La equivocación no ha pasado desapercibida para la oposición municipal. Eduardo Rubiño, portavoz adjunto de Más Madrid, ha ironizado comparando la gestión del equipo de Gobierno de Almeida con la de los personajes de cómic 'Pepe Gotera y Otilio', especializados en chapuzas.
Inconvenientes para ser Fiesta de Interés
Rubiño ha criticado la "dejadez" que, a su juicio, demuestra esta confusión y ha subrayado que resulta aún más grave si se tiene en cuenta que el alcalde pretende que la Semana Santa madrileña sea reconocida como Fiesta de Interés Turístico Regional.

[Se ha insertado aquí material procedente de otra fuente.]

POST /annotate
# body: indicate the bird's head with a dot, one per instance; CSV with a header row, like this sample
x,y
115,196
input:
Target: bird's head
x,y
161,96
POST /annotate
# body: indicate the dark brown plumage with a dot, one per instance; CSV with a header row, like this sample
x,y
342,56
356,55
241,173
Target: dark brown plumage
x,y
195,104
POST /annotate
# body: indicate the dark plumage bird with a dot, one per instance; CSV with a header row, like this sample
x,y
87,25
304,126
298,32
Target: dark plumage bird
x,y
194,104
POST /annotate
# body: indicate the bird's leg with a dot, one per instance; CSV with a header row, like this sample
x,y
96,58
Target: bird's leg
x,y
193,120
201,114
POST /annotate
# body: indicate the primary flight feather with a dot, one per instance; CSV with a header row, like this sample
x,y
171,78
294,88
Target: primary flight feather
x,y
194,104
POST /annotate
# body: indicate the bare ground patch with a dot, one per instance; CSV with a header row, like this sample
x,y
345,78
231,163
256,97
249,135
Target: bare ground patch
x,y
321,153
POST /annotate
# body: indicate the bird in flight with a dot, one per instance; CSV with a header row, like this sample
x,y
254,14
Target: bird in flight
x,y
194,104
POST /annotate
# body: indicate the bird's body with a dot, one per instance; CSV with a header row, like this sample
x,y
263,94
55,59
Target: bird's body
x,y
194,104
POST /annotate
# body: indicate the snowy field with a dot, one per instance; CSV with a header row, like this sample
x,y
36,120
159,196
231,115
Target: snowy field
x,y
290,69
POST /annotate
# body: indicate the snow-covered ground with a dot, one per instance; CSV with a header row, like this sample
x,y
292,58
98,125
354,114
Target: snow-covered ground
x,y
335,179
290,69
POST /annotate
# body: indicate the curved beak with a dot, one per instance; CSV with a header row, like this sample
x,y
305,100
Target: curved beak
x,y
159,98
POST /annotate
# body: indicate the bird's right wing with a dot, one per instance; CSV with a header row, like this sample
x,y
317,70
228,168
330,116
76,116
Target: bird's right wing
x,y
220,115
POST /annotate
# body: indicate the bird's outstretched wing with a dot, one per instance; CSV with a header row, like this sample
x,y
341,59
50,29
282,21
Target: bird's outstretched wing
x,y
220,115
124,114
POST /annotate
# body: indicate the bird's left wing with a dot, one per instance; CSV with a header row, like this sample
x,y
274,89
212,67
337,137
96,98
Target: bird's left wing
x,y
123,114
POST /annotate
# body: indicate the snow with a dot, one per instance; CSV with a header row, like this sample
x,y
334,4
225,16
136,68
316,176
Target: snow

También desde las filas socialistas han llegado reproches. El concejal Jorge Donaire ha señalado que "cada día amanece en Madrid con un nuevo despropósito", y ha exigido explicaciones a la delegada de Cultura, Marta Rivera.
Donaire ha solicitado información detallada sobre el coste real de la campaña y sobre quién autorizó la colocación de los carteles, insistiendo en que este tipo de errores no pueden seguir produciéndose sin consecuencias.
El episodio, aunque anecdótico a primera vista, ha reavivado el debate sobre la gestión cultural y el uso de los recursos públicos en el Ayuntamiento, especialmente en fechas señaladas donde la imagen de la ciudad está más expuesta.